Negative Externalities


Shortcuts are not in and of themselves a bad thing. We rightly trust sources of information because who has the time or resources to latch onto all that our informed consent requires? It's the usurpation of those kinds of shortcuts against which we must guard.

Saying "both sides do it" has become, all too often, a provider of cover. Although there is a sliver of a grain of a morsel of truth to that notion, borrowing from Orwell: some sides do it more than others. And limiting the infinihedron of political positions to merely two sides is surely a "tell" in that regard, regardless of its prevalence. It provides disproportionate cover to the darkest forces within our constitutionally secured self-government.

Small wonder George Washington was the last president not under the umbrella of one political party or another. Though not actually in The Constitution, political parties have achieved the status of national tradition nonetheless.

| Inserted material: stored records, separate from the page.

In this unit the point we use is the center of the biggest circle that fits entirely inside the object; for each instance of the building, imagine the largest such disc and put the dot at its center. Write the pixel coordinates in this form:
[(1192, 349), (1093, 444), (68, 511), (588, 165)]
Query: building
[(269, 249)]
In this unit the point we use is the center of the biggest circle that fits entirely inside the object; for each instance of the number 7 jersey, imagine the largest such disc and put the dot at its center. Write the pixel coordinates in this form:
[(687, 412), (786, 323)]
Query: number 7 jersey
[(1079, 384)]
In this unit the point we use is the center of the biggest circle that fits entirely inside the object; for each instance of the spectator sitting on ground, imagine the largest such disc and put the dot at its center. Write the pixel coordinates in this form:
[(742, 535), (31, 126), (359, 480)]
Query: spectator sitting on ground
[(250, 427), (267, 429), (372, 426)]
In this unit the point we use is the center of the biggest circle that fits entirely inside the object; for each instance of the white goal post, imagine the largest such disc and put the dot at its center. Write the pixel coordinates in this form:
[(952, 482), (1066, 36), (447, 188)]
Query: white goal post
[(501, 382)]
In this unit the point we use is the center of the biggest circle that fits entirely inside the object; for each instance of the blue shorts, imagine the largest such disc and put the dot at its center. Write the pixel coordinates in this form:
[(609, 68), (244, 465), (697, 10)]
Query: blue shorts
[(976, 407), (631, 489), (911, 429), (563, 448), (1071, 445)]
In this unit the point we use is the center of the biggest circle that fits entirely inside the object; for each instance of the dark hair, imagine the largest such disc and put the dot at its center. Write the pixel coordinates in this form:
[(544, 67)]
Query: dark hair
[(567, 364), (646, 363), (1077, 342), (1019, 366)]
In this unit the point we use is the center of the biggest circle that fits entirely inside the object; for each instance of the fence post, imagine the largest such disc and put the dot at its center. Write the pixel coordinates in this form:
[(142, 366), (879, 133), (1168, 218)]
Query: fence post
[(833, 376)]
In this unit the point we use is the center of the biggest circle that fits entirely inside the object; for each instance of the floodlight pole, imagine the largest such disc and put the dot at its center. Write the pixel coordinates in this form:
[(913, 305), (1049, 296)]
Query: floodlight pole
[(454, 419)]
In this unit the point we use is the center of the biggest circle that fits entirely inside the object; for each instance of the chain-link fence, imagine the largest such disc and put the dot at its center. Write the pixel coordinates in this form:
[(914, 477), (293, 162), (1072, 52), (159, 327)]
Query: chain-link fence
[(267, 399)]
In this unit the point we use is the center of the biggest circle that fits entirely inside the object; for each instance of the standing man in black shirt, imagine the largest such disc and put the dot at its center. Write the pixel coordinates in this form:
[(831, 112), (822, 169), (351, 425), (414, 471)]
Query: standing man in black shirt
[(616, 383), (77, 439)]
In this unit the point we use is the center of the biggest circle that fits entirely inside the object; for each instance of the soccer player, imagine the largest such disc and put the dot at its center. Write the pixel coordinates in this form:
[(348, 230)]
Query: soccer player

The lesson of 2000, beyond the electoral shenanigans of Jeb!'s Florida, is that limiting ourselves to two major parties provides the greatest opportunity for triumph to both. We are not coalition builders; we are winners, taking all. Sure if you add the Nader vote to the Gore vote you get something way better than a Bush administration, but you need to file that one away with Boehner's candies and nuts.


The biggest downside to our modern news media is the provision of an unrelenting coziness to a press which views and asserts itself as but a forum for the "he said" along with (to be fair) a modicum of the "she said." It's like the country and western of Blues Brothers fame. Add to that the financial imperatives of the all too holy business model and presto!

Dividing the press into two factions that mimics the two parties is surrealism and way beyond the realm of irony. What has bias ever contributed to the telling of truth but what else is the purpose of the fourth estate? Eschewing bias in favor of a squishy middle ground shouldn't be worth inventing yet it has already been amply put into service by those seeking a differentiation from the obviously propagandist if only for market share.

Sure as tonight's total eclipse of a blood, super, harvest moon was knowable, tomorrow's unfounded givens will prove to be the fruits of squandering the power to debunk.


Nothing says death is final more than the inability of James Madison to effect the right combination of shaming and lightning bolts from wherever.   

"Thinking is hard. If only there were a shortcut to understanding," says that majority of Americans which squanders the greatest gift of the American Revolution and shouts "Eureka" with their page views and Arbitron numbers when they find it in all the wrong places.

To repeat, shortcuts are not in and of themselves a bad thing. But allowing bait and switch by once trusted sources of information or perpetuating unabashedly bogus derivatives aren't just lapses in vigilant citizenship. They give aid and comfort to forces which would have the whole notion of self-government fail.

An everyday term the plutocrats use when limiting their discussions to only the things that matter to them and their profits and not the universe of possibilities is "negative externalities." They only know enough about them to give strategic lip service. I'm puzzled. Where exactly would be the comfort in saying "both sides do it?"